Chegámos atrasados à aula mas antes tivemos que fazer. Desta vez, os alternativos estão na fila da frente, feitos alunos aplicados numa turma de repetentes distraídos. E os professores, alguns com cabelo a tigela, dão a lição. São os Black Lips, novos nesta escola que é o Rock in Rio, atípicos o suficiente para meterem os baldas lá de trás a tirar apontamentos. Bate-se o pé, em sinal de isto-até-é-bom, enquanto na frente os ultras não se importam, parecem mesmo ter trazido o manual. O resto dispersa, na relva artificial que faz deste Palco Vodafone um campo seguro, melhor seria dizer arriscado na ótica de um festival cujos grandes nomes são outros.
Eles bem puxam, mas, salvo a espaços, os Black Lips mereciam outra justiça, pelo meio um abraço para o Egito, que lhes fica lindamente. Também a bela mini portuguesa, tática das antigas mas sempre eficaz. "Don't turn off", pedem, isto enquanto chovem rolos de papel higiénico, há quem roube um bocado, nunca se pode garantir onde a noite decide terminar. Outros por exemplo, carregam as cadeiras encher da Vodafone, típico traz-isso-para-o-outro-palco que já é uma das imagens deste festival.

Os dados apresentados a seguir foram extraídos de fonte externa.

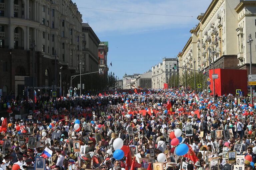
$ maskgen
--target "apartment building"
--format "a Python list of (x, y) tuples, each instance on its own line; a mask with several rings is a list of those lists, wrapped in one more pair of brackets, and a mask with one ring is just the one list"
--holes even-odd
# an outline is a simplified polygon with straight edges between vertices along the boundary
[[(61, 71), (62, 91), (67, 93), (70, 76), (80, 72), (83, 45), (91, 50), (89, 54), (94, 62), (88, 64), (97, 69), (99, 40), (93, 33), (93, 42), (89, 36), (83, 37), (82, 23), (82, 15), (71, 0), (0, 1), (2, 95), (22, 95), (24, 77), (33, 75), (33, 42), (36, 86), (51, 87), (54, 83), (56, 56), (57, 86), (60, 85)], [(75, 79), (73, 80), (72, 84), (77, 84)]]

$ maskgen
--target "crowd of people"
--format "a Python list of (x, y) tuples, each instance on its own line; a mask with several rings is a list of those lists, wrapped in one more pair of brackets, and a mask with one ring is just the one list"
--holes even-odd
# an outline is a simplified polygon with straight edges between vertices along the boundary
[[(177, 89), (4, 101), (1, 170), (252, 170), (256, 104)], [(26, 107), (25, 117), (12, 111)], [(256, 165), (255, 165), (256, 166)]]

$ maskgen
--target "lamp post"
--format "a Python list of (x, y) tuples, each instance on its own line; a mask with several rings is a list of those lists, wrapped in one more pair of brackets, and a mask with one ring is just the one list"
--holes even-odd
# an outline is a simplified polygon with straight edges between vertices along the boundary
[[(252, 74), (252, 43), (253, 40), (252, 39), (252, 35), (249, 35), (249, 39), (247, 42), (250, 45), (250, 74)], [(252, 103), (252, 86), (250, 85), (250, 98), (251, 98), (251, 104)]]
[(33, 110), (35, 110), (35, 48), (36, 46), (36, 44), (35, 43), (35, 40), (33, 39), (32, 40), (32, 42), (31, 44), (32, 48), (33, 49), (33, 87), (32, 91), (33, 92)]
[[(214, 50), (213, 50), (212, 53), (212, 64), (213, 67), (213, 74), (214, 74), (214, 54), (215, 53), (215, 51)], [(213, 79), (213, 102), (214, 102), (215, 101), (215, 79)]]
[(195, 94), (196, 93), (196, 59), (194, 59), (194, 76), (195, 77), (194, 78), (194, 85), (195, 86)]

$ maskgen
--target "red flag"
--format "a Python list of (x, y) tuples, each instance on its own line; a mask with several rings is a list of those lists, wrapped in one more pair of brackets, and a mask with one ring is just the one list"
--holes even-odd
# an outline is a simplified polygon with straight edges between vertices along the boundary
[(171, 112), (172, 112), (172, 103), (170, 103), (170, 104), (166, 106), (166, 108), (167, 110), (169, 110)]
[(185, 158), (189, 158), (190, 160), (194, 162), (194, 164), (195, 164), (198, 160), (196, 155), (195, 153), (195, 152), (193, 150), (192, 148), (188, 144), (186, 144), (188, 146), (188, 152), (187, 154), (184, 155), (183, 157)]
[(148, 169), (147, 170), (152, 170), (152, 167), (151, 167), (151, 163), (149, 163), (148, 164)]
[[(129, 145), (128, 145), (128, 148), (129, 148)], [(128, 153), (126, 156), (126, 160), (125, 161), (125, 170), (128, 170), (129, 167), (132, 166), (132, 155), (130, 151), (130, 149), (128, 150)]]
[(5, 118), (4, 120), (4, 121), (2, 123), (2, 128), (3, 131), (6, 133), (7, 131), (7, 119)]

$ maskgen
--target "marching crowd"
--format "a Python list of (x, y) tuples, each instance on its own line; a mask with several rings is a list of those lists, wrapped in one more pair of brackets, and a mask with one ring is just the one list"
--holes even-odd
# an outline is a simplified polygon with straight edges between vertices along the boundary
[(12, 111), (27, 102), (3, 101), (0, 170), (254, 169), (248, 97), (171, 89), (48, 99), (23, 118)]

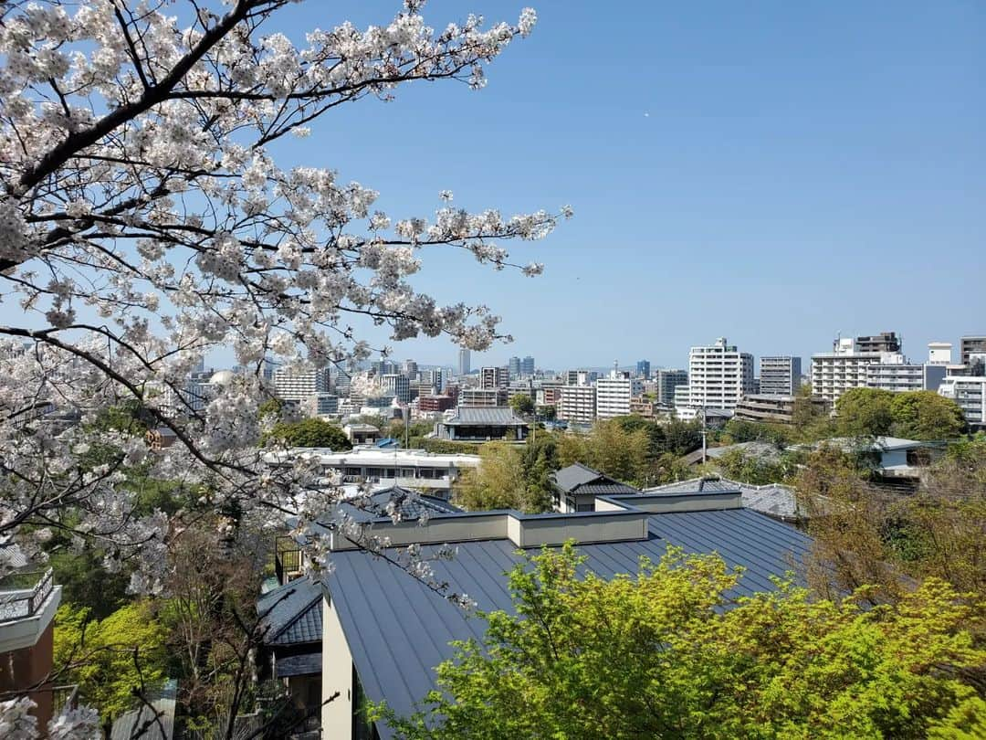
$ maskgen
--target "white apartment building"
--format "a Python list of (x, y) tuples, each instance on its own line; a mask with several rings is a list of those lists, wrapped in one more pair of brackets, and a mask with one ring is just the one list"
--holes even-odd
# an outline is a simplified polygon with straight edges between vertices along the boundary
[(801, 357), (771, 355), (760, 358), (761, 396), (794, 396), (801, 386)]
[(562, 386), (557, 416), (563, 421), (591, 424), (596, 419), (595, 386)]
[(630, 373), (613, 371), (596, 381), (596, 416), (612, 418), (630, 413), (630, 400), (644, 392), (644, 382)]
[(684, 386), (688, 389), (687, 370), (658, 370), (654, 374), (657, 384), (658, 403), (665, 406), (674, 406), (677, 389)]
[(938, 392), (958, 405), (973, 430), (986, 429), (986, 377), (950, 375)]
[(281, 401), (301, 402), (309, 396), (328, 393), (328, 368), (297, 370), (279, 367), (274, 370), (274, 394)]
[(753, 393), (753, 355), (740, 352), (725, 336), (709, 346), (688, 352), (688, 395), (675, 389), (678, 416), (691, 418), (698, 408), (732, 409), (743, 396)]
[(831, 352), (811, 355), (811, 395), (832, 404), (851, 388), (867, 387), (867, 368), (880, 362), (875, 352), (860, 352), (852, 338), (833, 342)]

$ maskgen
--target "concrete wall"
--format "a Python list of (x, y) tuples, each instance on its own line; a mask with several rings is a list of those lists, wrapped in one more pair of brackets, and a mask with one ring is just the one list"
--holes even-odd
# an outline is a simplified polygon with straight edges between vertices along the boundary
[(330, 601), (321, 606), (321, 736), (345, 739), (353, 732), (353, 655)]

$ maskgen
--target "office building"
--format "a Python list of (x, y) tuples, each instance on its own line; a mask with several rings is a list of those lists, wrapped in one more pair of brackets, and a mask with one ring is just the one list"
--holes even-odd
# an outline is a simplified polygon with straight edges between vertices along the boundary
[(950, 375), (938, 392), (958, 405), (972, 431), (986, 430), (986, 376)]
[(801, 357), (769, 355), (760, 358), (761, 396), (794, 396), (801, 386)]
[(596, 416), (612, 418), (630, 413), (630, 402), (644, 392), (640, 378), (631, 378), (630, 373), (613, 369), (608, 378), (596, 381)]
[(959, 339), (959, 360), (969, 364), (969, 355), (986, 353), (986, 336), (963, 336)]
[(302, 370), (279, 367), (274, 370), (274, 394), (281, 401), (301, 402), (317, 393), (328, 393), (328, 369)]
[(743, 396), (753, 392), (753, 355), (740, 352), (726, 337), (708, 346), (692, 347), (687, 388), (685, 408), (678, 410), (682, 418), (693, 417), (699, 408), (735, 408)]
[(687, 370), (658, 370), (654, 378), (657, 383), (658, 403), (663, 406), (674, 406), (674, 393), (678, 386), (684, 386), (687, 390)]
[(521, 377), (521, 358), (511, 357), (507, 360), (507, 372), (510, 373), (511, 379), (516, 380)]
[(591, 424), (596, 419), (595, 386), (562, 386), (556, 415), (562, 421)]
[(458, 392), (458, 406), (487, 407), (507, 406), (507, 389), (463, 388)]
[(510, 371), (506, 367), (484, 367), (479, 371), (480, 388), (506, 388), (510, 385)]

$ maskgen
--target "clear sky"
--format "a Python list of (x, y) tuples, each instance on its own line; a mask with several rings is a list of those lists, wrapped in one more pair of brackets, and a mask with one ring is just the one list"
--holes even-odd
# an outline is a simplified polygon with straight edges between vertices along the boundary
[[(425, 15), (513, 22), (523, 4)], [(534, 33), (485, 90), (408, 86), (292, 145), (379, 189), (394, 216), (430, 215), (443, 188), (468, 208), (573, 205), (520, 250), (545, 262), (539, 278), (449, 254), (416, 276), (504, 317), (515, 342), (474, 366), (680, 365), (719, 335), (807, 357), (837, 332), (881, 331), (920, 359), (930, 340), (986, 333), (982, 2), (531, 4)], [(309, 0), (284, 30), (384, 23), (396, 3), (350, 5)]]
[[(282, 167), (338, 170), (394, 218), (438, 193), (507, 214), (576, 216), (519, 261), (538, 278), (431, 253), (416, 285), (491, 306), (513, 344), (473, 366), (533, 354), (541, 367), (680, 366), (725, 335), (807, 358), (843, 335), (930, 340), (986, 333), (986, 3), (590, 3), (445, 0), (530, 37), (485, 90), (408, 85), (336, 109), (280, 147)], [(343, 20), (385, 24), (398, 0), (308, 0), (270, 31), (301, 40)], [(382, 334), (368, 335), (383, 343)], [(445, 339), (394, 357), (453, 364)], [(214, 358), (220, 364), (224, 358)], [(228, 361), (232, 361), (229, 359)]]

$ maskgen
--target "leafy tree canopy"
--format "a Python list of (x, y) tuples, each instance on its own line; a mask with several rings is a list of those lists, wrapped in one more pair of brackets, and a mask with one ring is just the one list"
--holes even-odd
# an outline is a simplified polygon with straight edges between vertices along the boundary
[(339, 426), (319, 418), (280, 422), (270, 430), (270, 437), (291, 447), (328, 447), (332, 450), (351, 450), (352, 444)]

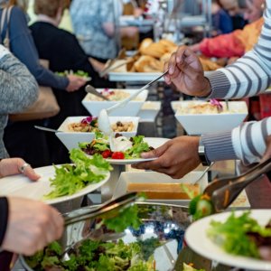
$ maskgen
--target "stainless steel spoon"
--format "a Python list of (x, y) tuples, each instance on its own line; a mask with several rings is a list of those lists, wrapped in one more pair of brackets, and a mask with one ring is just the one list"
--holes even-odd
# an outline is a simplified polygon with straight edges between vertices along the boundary
[(91, 85), (87, 85), (85, 88), (85, 90), (88, 93), (91, 93), (98, 98), (101, 98), (104, 100), (109, 100), (108, 98), (105, 97), (104, 95), (102, 95), (101, 93), (99, 93), (94, 87), (92, 87)]
[(246, 186), (269, 171), (271, 171), (271, 158), (258, 164), (242, 175), (215, 179), (206, 187), (203, 194), (210, 197), (217, 212), (222, 211), (234, 201)]
[(52, 132), (52, 133), (62, 133), (63, 131), (59, 131), (51, 128), (47, 128), (43, 126), (34, 126), (36, 129), (42, 130), (42, 131), (46, 131), (46, 132)]
[(76, 222), (97, 217), (107, 219), (116, 217), (118, 215), (120, 210), (132, 205), (134, 202), (139, 200), (140, 198), (137, 196), (136, 192), (130, 192), (118, 198), (110, 200), (104, 204), (99, 205), (94, 210), (91, 206), (91, 208), (86, 207), (70, 211), (69, 213), (63, 214), (65, 225), (68, 226)]

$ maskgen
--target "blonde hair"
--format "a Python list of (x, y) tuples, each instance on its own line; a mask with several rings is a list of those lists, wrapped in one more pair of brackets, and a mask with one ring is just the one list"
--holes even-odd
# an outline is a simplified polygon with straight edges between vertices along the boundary
[(0, 0), (0, 5), (1, 6), (11, 6), (11, 5), (16, 5), (19, 6), (23, 10), (23, 12), (26, 13), (28, 8), (28, 0)]
[(70, 0), (35, 0), (34, 13), (54, 18), (60, 7), (63, 10), (70, 6)]

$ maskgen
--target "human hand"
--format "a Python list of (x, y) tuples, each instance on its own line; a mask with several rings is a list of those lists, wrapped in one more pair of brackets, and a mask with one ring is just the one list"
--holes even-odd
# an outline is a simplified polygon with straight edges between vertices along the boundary
[(66, 88), (68, 92), (79, 90), (79, 88), (83, 87), (87, 83), (86, 79), (77, 75), (70, 74), (67, 77), (69, 79), (69, 85)]
[(185, 46), (173, 52), (164, 70), (169, 70), (164, 76), (167, 84), (173, 83), (179, 91), (191, 96), (206, 97), (210, 93), (210, 85), (204, 77), (202, 65), (196, 54)]
[(10, 197), (8, 206), (7, 229), (2, 249), (31, 256), (61, 237), (63, 219), (50, 205)]
[[(30, 164), (27, 164), (22, 158), (7, 158), (3, 159), (0, 162), (0, 178), (23, 173), (30, 180), (36, 181), (41, 176), (38, 175)], [(22, 167), (23, 167), (23, 172), (22, 172)]]
[(158, 157), (156, 160), (132, 165), (134, 168), (153, 170), (178, 179), (192, 171), (200, 164), (198, 136), (179, 136), (148, 153), (142, 158)]
[(191, 51), (201, 51), (201, 47), (200, 47), (200, 43), (195, 43), (193, 45), (191, 45), (188, 47)]

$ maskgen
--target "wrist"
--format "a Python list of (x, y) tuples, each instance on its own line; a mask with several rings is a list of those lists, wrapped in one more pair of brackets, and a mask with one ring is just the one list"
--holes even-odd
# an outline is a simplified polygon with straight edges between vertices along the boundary
[(198, 155), (199, 155), (199, 159), (203, 166), (210, 165), (211, 162), (208, 159), (208, 157), (206, 155), (205, 146), (203, 145), (201, 136), (199, 137)]
[(206, 97), (210, 96), (210, 94), (211, 92), (211, 86), (210, 86), (210, 80), (206, 77), (204, 77), (202, 86), (203, 86), (203, 88), (202, 88), (200, 97), (206, 98)]

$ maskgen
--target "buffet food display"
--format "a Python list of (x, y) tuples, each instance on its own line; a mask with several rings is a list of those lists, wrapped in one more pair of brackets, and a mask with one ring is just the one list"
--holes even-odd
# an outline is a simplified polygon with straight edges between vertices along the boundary
[[(164, 65), (169, 61), (178, 45), (169, 40), (162, 39), (154, 42), (152, 39), (145, 39), (133, 57), (116, 61), (110, 70), (112, 72), (162, 72)], [(203, 70), (215, 70), (226, 64), (225, 59), (210, 59), (201, 56)], [(116, 67), (116, 69), (114, 69)]]

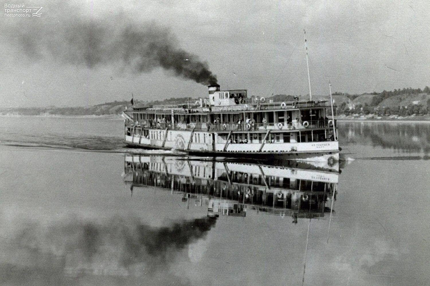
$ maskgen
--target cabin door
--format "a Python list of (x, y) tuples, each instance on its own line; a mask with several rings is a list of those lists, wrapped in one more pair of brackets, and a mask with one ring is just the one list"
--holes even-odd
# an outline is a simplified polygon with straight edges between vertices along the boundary
[(293, 120), (292, 114), (291, 111), (287, 111), (287, 122), (291, 123)]

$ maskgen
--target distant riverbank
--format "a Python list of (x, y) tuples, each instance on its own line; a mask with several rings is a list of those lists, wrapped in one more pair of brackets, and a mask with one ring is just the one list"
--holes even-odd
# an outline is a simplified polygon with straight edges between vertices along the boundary
[(95, 119), (120, 119), (120, 114), (105, 114), (103, 115), (61, 115), (60, 114), (39, 114), (38, 115), (27, 115), (20, 114), (0, 114), (3, 117), (37, 117), (38, 118), (87, 118)]

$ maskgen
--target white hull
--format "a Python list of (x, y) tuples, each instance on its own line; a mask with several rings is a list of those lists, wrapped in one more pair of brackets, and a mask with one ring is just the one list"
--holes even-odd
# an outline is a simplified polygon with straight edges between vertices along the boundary
[[(125, 135), (124, 142), (131, 146), (166, 149), (175, 149), (189, 153), (210, 154), (213, 156), (247, 156), (259, 155), (286, 155), (286, 159), (321, 161), (332, 157), (338, 160), (339, 144), (337, 141), (284, 143), (282, 138), (276, 142), (262, 144), (256, 140), (246, 143), (226, 143), (217, 133), (151, 129), (147, 138), (136, 135)], [(221, 141), (221, 142), (219, 142)], [(224, 142), (223, 142), (224, 141)], [(290, 158), (287, 158), (290, 157)]]

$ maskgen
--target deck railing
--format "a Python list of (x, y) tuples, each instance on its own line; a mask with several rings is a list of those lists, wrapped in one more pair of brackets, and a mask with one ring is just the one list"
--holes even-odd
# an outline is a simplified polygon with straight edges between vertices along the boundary
[(331, 119), (304, 121), (301, 122), (270, 122), (256, 123), (251, 122), (249, 123), (227, 122), (215, 123), (179, 123), (172, 124), (170, 122), (133, 122), (129, 121), (126, 125), (128, 127), (137, 127), (146, 128), (160, 128), (174, 130), (192, 130), (200, 131), (263, 131), (264, 130), (304, 130), (314, 128), (333, 128), (333, 124), (337, 125), (336, 121), (334, 122)]
[[(193, 109), (199, 107), (211, 107), (213, 110), (221, 109), (224, 111), (229, 111), (234, 110), (267, 110), (277, 109), (293, 109), (295, 108), (302, 108), (305, 107), (315, 107), (318, 106), (327, 107), (330, 106), (329, 102), (328, 101), (299, 101), (285, 102), (271, 102), (270, 100), (262, 101), (261, 100), (255, 101), (255, 98), (244, 98), (243, 100), (236, 105), (223, 106), (217, 105), (211, 106), (209, 101), (206, 99), (203, 99), (202, 103), (200, 100), (194, 101), (187, 101), (184, 104), (184, 107), (187, 109)], [(334, 105), (333, 106), (335, 106)]]

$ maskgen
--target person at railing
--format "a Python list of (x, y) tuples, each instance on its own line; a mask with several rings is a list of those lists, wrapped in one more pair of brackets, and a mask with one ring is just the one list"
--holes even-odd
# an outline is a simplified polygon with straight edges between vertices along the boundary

Vamos a boleia das cadeiras vermelhas, que jantar é sempre preciso. A digestão chega pelas 22h, numa tenda eletrónica que arrepia de tão vazia que se encontra. Depois os Fandango, essa dupla de Gabriel Gomes e Luís Varatojo que desordena a tradição do fado, da guitarra portuguesa e do acordeão numa estética eletrónica sensível e atraente. Ao nosso lado uma senhora vai mais longe que os outros dançarinos, ensina-nos os passos, numa espécie de dança à lá rosa mota, maratona sem sair do sitio. Fandango, às tantas, vira festa antecipada, a pedir mais gente e por certo calhava melhor às 02h mas vai muito bem por agora.
Bruce Springsteen convoca a multidão e vem tudo, um labirinto de encontrões até ao lugar possível. O boss mete um pé no palco e até o casal de velhotes atrás de nós berram como se finalmente, agora, tivessem visto o mar. No meio desta audiência entusiasta somos benjamins, chega quase a ser constrangedor, como se nos faltasse credibilidade geracional para aqui estar. Só que Bruce é todo poderoso, acolhe todos sem exceção, com a sua já da casa E Street Band leva-nos ao tempo destes companheiros de concerto, quanto mais Springsteen toca mais somos como eles, culpa da máquina de rock que domina o palco. As horas passam e,vá se mais ou menos à bola com a sonoridade do Boss, torna-se improvável não lhe reconhecermos a classe, os frangos que já virou montam-se em pilha, apanhe-se o comboio que Springsteen não leva demasiado tempo em apeadeiros, nota-se-lhe a fome, diverte-se a valer com a guitarra ao peito. Lá mais a frente lê se "fuck trump", fã que é fã aposta em cartazes atuais, pois claro. "Está-se a portar bem" ouve-se na conversa da frente, como se o Boss fosse capaz de fazer desfeitas dessa índole, o reparo mais evidente talvez seja o som por vezes oscilante, engasgado, que talvez se tenho embrulhado no já carismático vento da Bela Vista. Uma hora e meia depois do concerto começar já há quem se agarre as pernas. Estava tudo à espera de poder nascer de novo com o boss, aliás, "Born In the U.S.A." serviu de despertador de um público já meio dormente para se afigurar com um dos momentos do concerto. "Glory Days" vem em catadupa, dias de glória estes que o todo poderoso parece sempre viver, até porque posto isto vem "Dancing in the Dark". Não chegou às 03h45, tempo de duração que tem vindo a protagonizar na maioria das datas da sua digressão atual, também nem tudo tem que ser uma odisseia.
Ainda sobra energia -quer dizer, o resto do que o Boss sugou – para uma última capela. Mano Le Tough ainda traz uns sobreviventes de Springsteen, o palco eletrónico, composto como nunca, faz desligar o cérebro, aqui não é preciso saber letras de cor. Hoje, mais logo, vamos à caça da cadeira de encher.